The inventors have utilized the method of Ma in order to attempt to make macroporous ceramic calcium phosphate (CaP) scaffolds. Such attempts, however, were unsuccessful and this process could not be used to form a sintered integrated ceramic body. It was found that the ceramic article produced in this manner lacked sufficient hardness and strength and broke into a multiplicity of pieces before and during sintering.
Various scientific articles describe methods of manufacture of macroporous ceramic (CaP) scaffolds of various porosity and report on the compressive strength of these scaffolds.

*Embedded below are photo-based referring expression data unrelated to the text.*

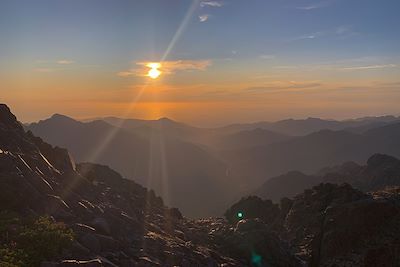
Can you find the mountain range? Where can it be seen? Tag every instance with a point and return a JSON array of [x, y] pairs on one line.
[[179, 160], [112, 221]]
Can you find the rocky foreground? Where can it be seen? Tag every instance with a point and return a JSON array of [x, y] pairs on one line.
[[116, 222]]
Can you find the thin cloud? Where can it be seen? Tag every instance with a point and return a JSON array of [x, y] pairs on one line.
[[283, 85], [211, 4], [371, 67], [65, 62], [267, 56], [44, 70], [168, 67], [315, 6], [310, 36], [204, 18]]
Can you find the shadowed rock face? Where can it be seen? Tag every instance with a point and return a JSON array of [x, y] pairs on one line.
[[336, 225], [116, 221]]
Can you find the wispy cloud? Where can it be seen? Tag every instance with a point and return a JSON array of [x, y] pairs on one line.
[[284, 85], [211, 4], [310, 36], [44, 70], [315, 5], [265, 56], [371, 67], [168, 67], [65, 62], [204, 17]]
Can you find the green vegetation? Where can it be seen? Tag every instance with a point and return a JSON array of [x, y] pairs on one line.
[[28, 242]]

See, Hing, J. Mater. Sci. Mater. Med., 10(3):135-145 (1999); Liu, Ceramics International, 23:135-139 (1997); Seplveda, J. Biomed. Mater. Res., 50:27-34 (2000); Ramay, Biomaterials, 24:3293-3302 (2003); Almirall, Biomaterials, 25:3671-3680 (2004); Cyster, Biomaterials, 26:697-702 (2005); Silva, Biomaterials, 27:5909-5917 (2006); Uemura, Biomaterials, 24:2277-2286 (2003); Sous, Biomaterials, 19:2147-2153 (1998); Guo, Tissue Engineering, 10:1830-1840 (2004); Kwon, J. Am. Ceramic Soc., 85:3129-3131 (2002); and Milosevski, Ceramics International, 25:693-696 (1999). These reports show that the strength of porous CaP scaffolds tends to decrease with increasing porosity and that most of the scaffolds produced by the prior art methods have a compressive strength of only about 0.8 to 8 MPa (megapascals) with one report of a scaffold having 70% porosity, pores not completely interconnected, and a compressive strength of about 11 Mpa.
A significant need exists for a method by which the compressive strength of ceramic articles may be increased. Such a need is critical for ceramic articles, such as synthetic bone grafts, that are intended to be weight bearing, and is especially critical for making ceramic articles that have intercommunicating pores throughout their structures.